Superlog with exact coefficients

[andydude]

We have investigated the coefficients of the super-logarithm for quite a long time now, and so far, all my attempts have been met with approximations of approximations. Finally, I may have found a super-logarithm with exact coefficients. You be the judge.
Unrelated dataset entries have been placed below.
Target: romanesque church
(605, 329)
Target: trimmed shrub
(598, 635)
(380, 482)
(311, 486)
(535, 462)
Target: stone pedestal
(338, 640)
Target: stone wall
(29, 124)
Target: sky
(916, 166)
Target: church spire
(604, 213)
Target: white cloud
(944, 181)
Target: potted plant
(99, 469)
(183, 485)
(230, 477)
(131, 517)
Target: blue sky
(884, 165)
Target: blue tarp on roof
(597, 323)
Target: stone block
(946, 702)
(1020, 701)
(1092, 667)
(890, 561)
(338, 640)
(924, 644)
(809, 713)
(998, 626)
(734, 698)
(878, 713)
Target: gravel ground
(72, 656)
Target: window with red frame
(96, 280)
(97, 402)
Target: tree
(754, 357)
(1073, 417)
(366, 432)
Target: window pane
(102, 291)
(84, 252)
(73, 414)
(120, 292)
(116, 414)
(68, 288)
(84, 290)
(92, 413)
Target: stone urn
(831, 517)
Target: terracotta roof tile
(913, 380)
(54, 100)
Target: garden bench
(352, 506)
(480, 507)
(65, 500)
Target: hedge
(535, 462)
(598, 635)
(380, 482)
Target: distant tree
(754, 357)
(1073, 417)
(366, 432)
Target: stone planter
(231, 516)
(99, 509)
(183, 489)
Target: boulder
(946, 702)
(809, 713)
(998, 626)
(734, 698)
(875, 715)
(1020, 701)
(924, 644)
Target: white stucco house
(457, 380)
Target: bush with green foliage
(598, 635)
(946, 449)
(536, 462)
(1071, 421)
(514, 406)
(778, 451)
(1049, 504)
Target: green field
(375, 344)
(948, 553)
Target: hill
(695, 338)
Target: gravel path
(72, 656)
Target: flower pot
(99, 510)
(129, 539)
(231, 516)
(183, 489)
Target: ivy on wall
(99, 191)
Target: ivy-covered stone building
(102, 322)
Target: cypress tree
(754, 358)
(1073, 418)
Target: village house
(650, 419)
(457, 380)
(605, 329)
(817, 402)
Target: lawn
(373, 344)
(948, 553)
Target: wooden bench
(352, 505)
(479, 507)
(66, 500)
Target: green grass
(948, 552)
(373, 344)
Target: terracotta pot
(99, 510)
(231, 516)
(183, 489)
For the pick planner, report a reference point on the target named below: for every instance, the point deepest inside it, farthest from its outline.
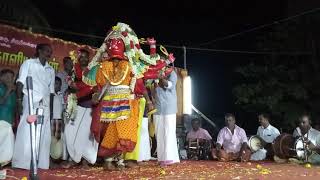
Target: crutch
(33, 174)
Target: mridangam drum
(284, 146)
(300, 148)
(255, 143)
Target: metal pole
(184, 57)
(33, 163)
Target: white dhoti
(167, 148)
(145, 151)
(6, 142)
(22, 151)
(79, 140)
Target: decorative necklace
(115, 71)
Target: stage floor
(184, 170)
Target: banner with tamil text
(17, 45)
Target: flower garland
(109, 72)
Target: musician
(268, 134)
(201, 138)
(231, 142)
(311, 137)
(197, 132)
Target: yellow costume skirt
(121, 136)
(134, 155)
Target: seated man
(268, 134)
(197, 132)
(199, 141)
(311, 136)
(231, 142)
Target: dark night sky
(172, 22)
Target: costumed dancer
(120, 80)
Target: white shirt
(43, 78)
(313, 135)
(64, 84)
(268, 134)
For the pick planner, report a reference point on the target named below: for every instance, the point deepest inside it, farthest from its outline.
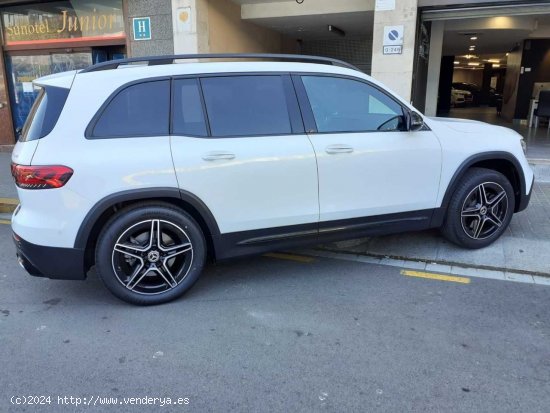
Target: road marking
(290, 257)
(440, 277)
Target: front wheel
(480, 209)
(150, 253)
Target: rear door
(239, 145)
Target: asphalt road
(269, 334)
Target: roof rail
(169, 59)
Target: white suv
(146, 167)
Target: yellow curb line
(440, 277)
(290, 257)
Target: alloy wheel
(152, 256)
(484, 210)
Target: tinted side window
(44, 114)
(346, 105)
(139, 110)
(246, 105)
(187, 113)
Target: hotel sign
(63, 21)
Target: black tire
(483, 197)
(138, 265)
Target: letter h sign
(142, 28)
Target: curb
(8, 205)
(435, 262)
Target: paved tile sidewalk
(7, 187)
(525, 247)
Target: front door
(368, 164)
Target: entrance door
(368, 164)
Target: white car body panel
(387, 172)
(461, 139)
(271, 182)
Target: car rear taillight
(40, 177)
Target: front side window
(347, 105)
(138, 110)
(246, 105)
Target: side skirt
(237, 244)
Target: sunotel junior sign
(62, 23)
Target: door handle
(218, 156)
(338, 148)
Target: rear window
(139, 110)
(44, 113)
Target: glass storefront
(52, 37)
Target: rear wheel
(150, 253)
(480, 209)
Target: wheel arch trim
(142, 194)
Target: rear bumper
(50, 262)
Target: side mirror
(415, 122)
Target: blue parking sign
(142, 28)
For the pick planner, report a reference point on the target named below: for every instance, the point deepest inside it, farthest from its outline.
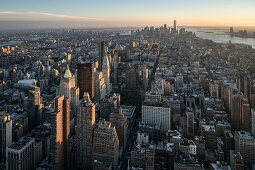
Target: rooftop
(22, 142)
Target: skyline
(114, 13)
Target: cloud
(6, 15)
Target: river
(219, 35)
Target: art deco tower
(85, 125)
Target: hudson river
(218, 35)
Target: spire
(67, 73)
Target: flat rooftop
(128, 110)
(22, 142)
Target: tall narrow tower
(85, 78)
(60, 120)
(106, 73)
(5, 135)
(101, 54)
(85, 125)
(68, 88)
(175, 27)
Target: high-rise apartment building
(85, 125)
(105, 143)
(20, 155)
(60, 120)
(119, 120)
(130, 78)
(68, 88)
(116, 67)
(244, 85)
(106, 74)
(101, 54)
(5, 134)
(246, 115)
(175, 26)
(34, 107)
(235, 111)
(100, 87)
(238, 161)
(85, 79)
(245, 144)
(153, 114)
(253, 121)
(190, 124)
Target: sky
(113, 13)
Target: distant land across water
(216, 34)
(219, 35)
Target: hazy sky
(127, 12)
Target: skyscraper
(175, 27)
(85, 79)
(117, 118)
(67, 87)
(101, 54)
(116, 67)
(236, 111)
(190, 124)
(20, 155)
(85, 124)
(105, 143)
(244, 85)
(245, 115)
(5, 134)
(100, 87)
(106, 74)
(253, 121)
(153, 114)
(60, 120)
(245, 144)
(130, 78)
(34, 107)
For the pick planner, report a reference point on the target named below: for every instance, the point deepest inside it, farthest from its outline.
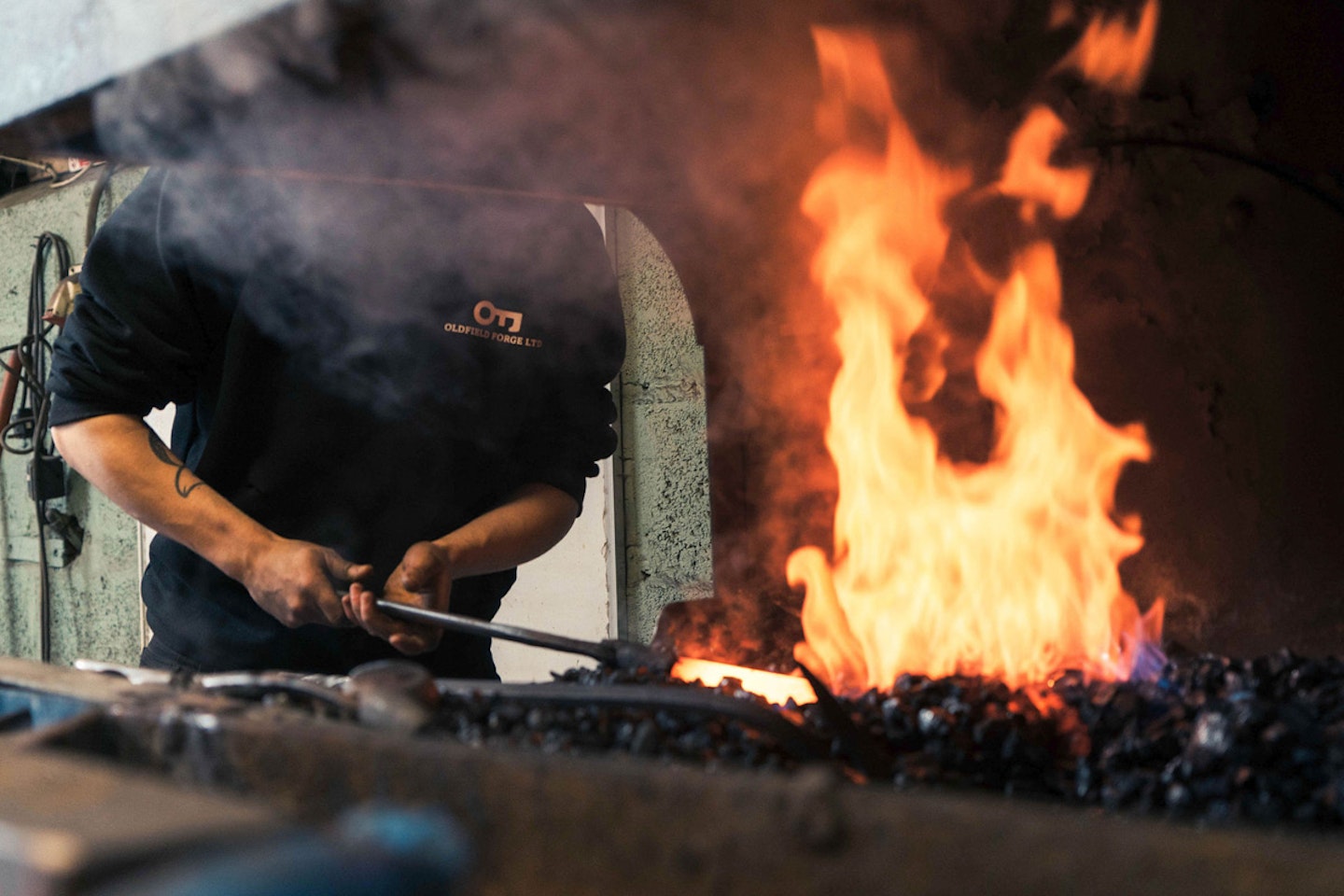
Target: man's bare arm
(296, 581)
(521, 529)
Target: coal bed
(1209, 739)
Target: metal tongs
(610, 651)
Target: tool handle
(9, 388)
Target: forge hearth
(609, 822)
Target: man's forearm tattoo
(182, 483)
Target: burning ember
(1004, 568)
(772, 685)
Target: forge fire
(1004, 568)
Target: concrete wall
(95, 599)
(663, 452)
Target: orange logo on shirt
(485, 315)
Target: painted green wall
(95, 599)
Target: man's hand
(301, 583)
(422, 580)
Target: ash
(1211, 739)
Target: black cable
(1288, 174)
(31, 407)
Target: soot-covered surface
(1211, 739)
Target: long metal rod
(602, 651)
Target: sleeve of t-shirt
(574, 410)
(134, 339)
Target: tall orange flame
(1005, 568)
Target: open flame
(1004, 568)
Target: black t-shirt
(362, 367)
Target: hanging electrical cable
(24, 403)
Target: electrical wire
(27, 430)
(100, 189)
(1301, 179)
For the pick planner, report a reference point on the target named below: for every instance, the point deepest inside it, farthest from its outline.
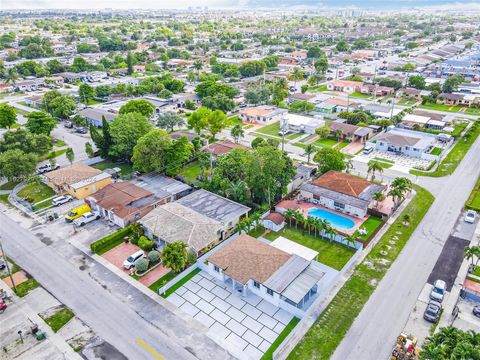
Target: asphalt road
(115, 321)
(373, 333)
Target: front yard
(330, 253)
(327, 332)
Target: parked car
(438, 290)
(476, 311)
(432, 312)
(60, 200)
(46, 168)
(130, 262)
(470, 216)
(86, 218)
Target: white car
(60, 200)
(86, 218)
(438, 290)
(470, 216)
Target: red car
(3, 306)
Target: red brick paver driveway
(120, 253)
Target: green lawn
(162, 281)
(331, 254)
(370, 225)
(451, 161)
(126, 169)
(287, 330)
(59, 319)
(190, 172)
(24, 288)
(179, 284)
(329, 329)
(36, 192)
(272, 129)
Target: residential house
(248, 265)
(345, 193)
(78, 180)
(345, 86)
(264, 114)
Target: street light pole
(8, 267)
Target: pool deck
(305, 206)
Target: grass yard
(190, 172)
(126, 169)
(268, 355)
(24, 288)
(179, 284)
(59, 319)
(36, 192)
(453, 158)
(370, 225)
(332, 254)
(162, 281)
(327, 332)
(272, 129)
(473, 201)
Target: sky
(125, 4)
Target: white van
(130, 262)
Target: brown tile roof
(120, 198)
(342, 183)
(72, 174)
(247, 258)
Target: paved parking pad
(244, 325)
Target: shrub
(145, 244)
(154, 256)
(141, 265)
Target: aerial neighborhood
(240, 183)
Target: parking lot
(244, 325)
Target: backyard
(329, 253)
(327, 332)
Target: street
(119, 323)
(374, 331)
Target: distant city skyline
(178, 4)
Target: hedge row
(110, 241)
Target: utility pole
(8, 267)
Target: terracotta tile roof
(342, 183)
(122, 198)
(72, 174)
(247, 258)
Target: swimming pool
(335, 220)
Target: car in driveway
(60, 200)
(432, 312)
(470, 216)
(86, 218)
(438, 290)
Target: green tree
(142, 106)
(15, 165)
(125, 131)
(8, 116)
(174, 256)
(39, 122)
(329, 159)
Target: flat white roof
(293, 248)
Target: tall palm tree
(309, 150)
(373, 167)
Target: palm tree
(309, 150)
(373, 167)
(378, 196)
(289, 215)
(237, 133)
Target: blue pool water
(335, 220)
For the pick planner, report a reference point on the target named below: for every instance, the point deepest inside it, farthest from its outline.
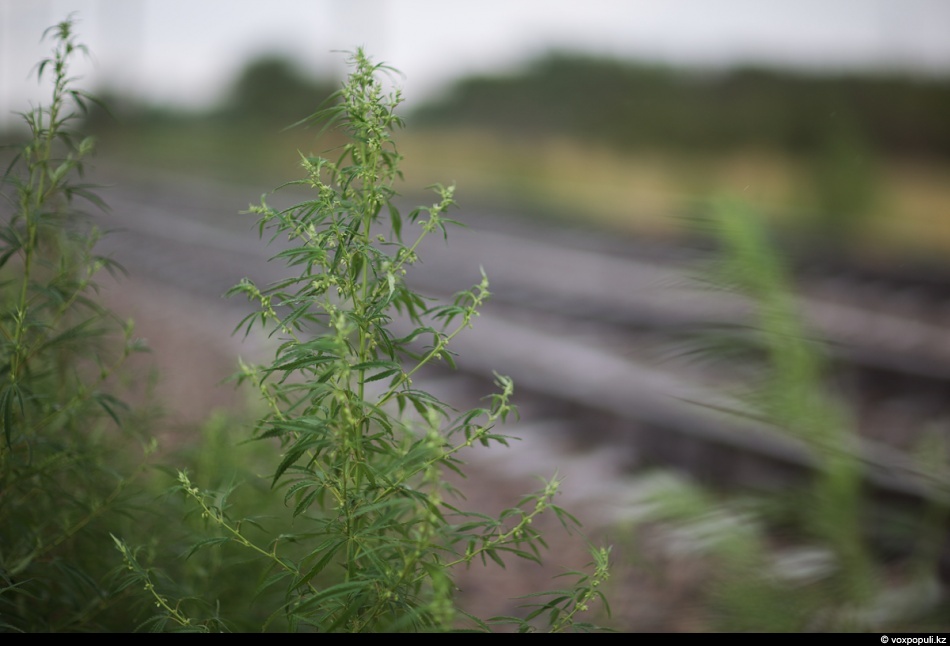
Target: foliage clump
(375, 534)
(63, 485)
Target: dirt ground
(192, 354)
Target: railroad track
(581, 322)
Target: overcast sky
(186, 51)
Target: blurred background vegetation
(856, 162)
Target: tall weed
(65, 477)
(376, 533)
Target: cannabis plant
(59, 350)
(364, 452)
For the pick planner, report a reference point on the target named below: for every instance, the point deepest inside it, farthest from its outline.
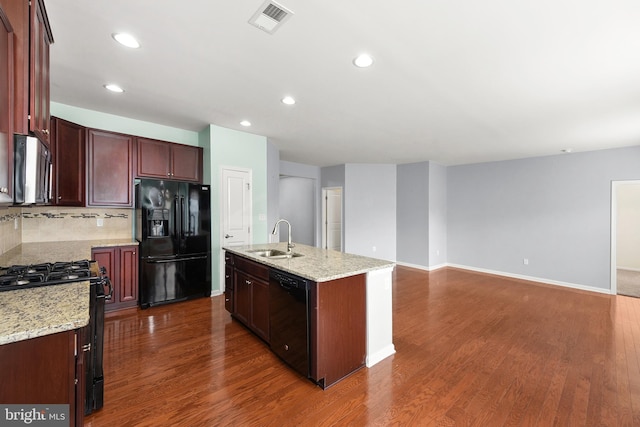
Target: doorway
(332, 218)
(235, 210)
(625, 238)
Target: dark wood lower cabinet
(44, 370)
(337, 316)
(338, 328)
(121, 263)
(251, 296)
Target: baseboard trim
(628, 269)
(380, 355)
(421, 267)
(534, 279)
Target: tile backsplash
(51, 224)
(10, 229)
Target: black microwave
(31, 171)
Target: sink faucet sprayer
(275, 231)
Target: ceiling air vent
(270, 16)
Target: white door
(236, 207)
(332, 218)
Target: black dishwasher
(289, 319)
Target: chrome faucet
(275, 231)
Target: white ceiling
(453, 82)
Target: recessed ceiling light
(363, 61)
(126, 40)
(114, 88)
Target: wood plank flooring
(472, 350)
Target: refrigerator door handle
(182, 215)
(176, 216)
(165, 261)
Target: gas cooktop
(46, 274)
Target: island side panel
(338, 328)
(379, 316)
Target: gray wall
(298, 206)
(370, 210)
(554, 211)
(308, 191)
(422, 214)
(412, 228)
(273, 188)
(437, 214)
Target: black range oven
(57, 273)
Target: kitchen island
(336, 271)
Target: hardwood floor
(472, 350)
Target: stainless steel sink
(274, 253)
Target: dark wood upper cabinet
(32, 38)
(41, 38)
(166, 160)
(110, 169)
(6, 109)
(68, 147)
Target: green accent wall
(232, 148)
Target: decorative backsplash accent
(81, 215)
(6, 216)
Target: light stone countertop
(35, 312)
(319, 265)
(39, 252)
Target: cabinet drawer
(257, 270)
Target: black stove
(57, 273)
(45, 274)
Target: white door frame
(221, 208)
(323, 239)
(614, 230)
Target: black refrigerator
(173, 228)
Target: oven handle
(164, 261)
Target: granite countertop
(34, 312)
(39, 252)
(319, 265)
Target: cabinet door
(40, 40)
(242, 296)
(6, 109)
(128, 285)
(154, 158)
(186, 163)
(68, 144)
(260, 308)
(110, 169)
(106, 257)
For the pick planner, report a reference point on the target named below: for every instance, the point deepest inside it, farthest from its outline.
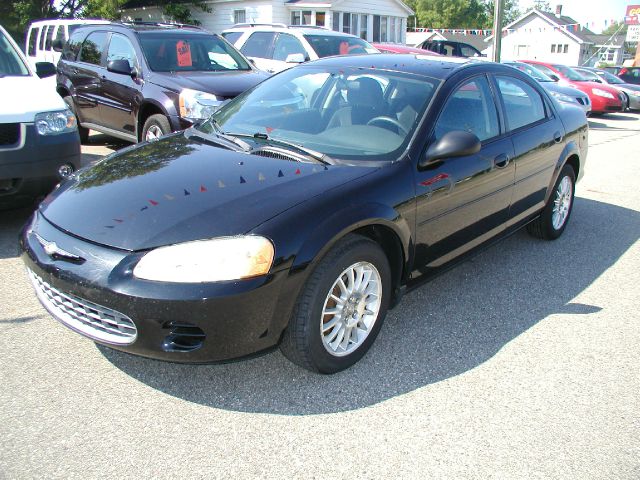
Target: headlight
(196, 105)
(602, 93)
(564, 98)
(55, 123)
(219, 259)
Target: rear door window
(259, 44)
(33, 37)
(523, 105)
(93, 47)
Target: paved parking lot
(522, 363)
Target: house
(373, 20)
(550, 37)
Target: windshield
(533, 71)
(345, 113)
(570, 73)
(11, 64)
(609, 78)
(329, 45)
(167, 52)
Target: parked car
(604, 99)
(39, 142)
(562, 93)
(140, 81)
(42, 34)
(276, 47)
(397, 48)
(298, 218)
(630, 75)
(631, 92)
(450, 48)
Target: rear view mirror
(57, 45)
(120, 66)
(457, 143)
(295, 58)
(45, 69)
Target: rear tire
(154, 127)
(84, 132)
(555, 216)
(341, 307)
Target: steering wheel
(390, 120)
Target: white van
(39, 140)
(42, 34)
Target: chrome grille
(94, 321)
(9, 134)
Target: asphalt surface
(522, 363)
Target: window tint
(121, 49)
(286, 45)
(232, 37)
(47, 45)
(32, 41)
(92, 48)
(72, 47)
(258, 44)
(522, 103)
(471, 108)
(43, 36)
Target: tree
(451, 13)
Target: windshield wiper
(318, 156)
(238, 144)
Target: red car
(604, 99)
(397, 48)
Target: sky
(593, 12)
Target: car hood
(562, 89)
(226, 84)
(176, 190)
(23, 97)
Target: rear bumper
(29, 167)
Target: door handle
(501, 160)
(557, 137)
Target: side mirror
(457, 143)
(295, 58)
(57, 44)
(120, 66)
(45, 69)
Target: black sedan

First lets start with some recent realizations about Abel functions, Julia functions, and topological conjugacy. So, I'll use the \( \text{dxp}_b(x) = b^x - 1 \) notation, and thus the topological conjugacy between "exp" and "dxp" can be expressed as:
\( \exp_{(b^{1/b})}^{\circ t}(x) = b(\text{dxp}_b^{\circ t}(x/b-1)+1) \)
which can also be found in this thread. The Abel functions and Julia functions can be related as:
\( \mathcal{J}[f](x) = \frac{1}{\frac{\partial}{\partial x} \mathcal{A}[f](x)} \)
which, as they apply to exp/dxp, can be proven (and is proven later) to imply:
\( \mathcal{A}[\exp_{(b^{1/b})}](x) = \mathcal{A}[\text{dxp}_b](x/b-1) \)
\( \mathcal{J}[\exp_{(b^{1/b})}](x) = b\mathcal{J}[\text{dxp}_b](x/b-1) \)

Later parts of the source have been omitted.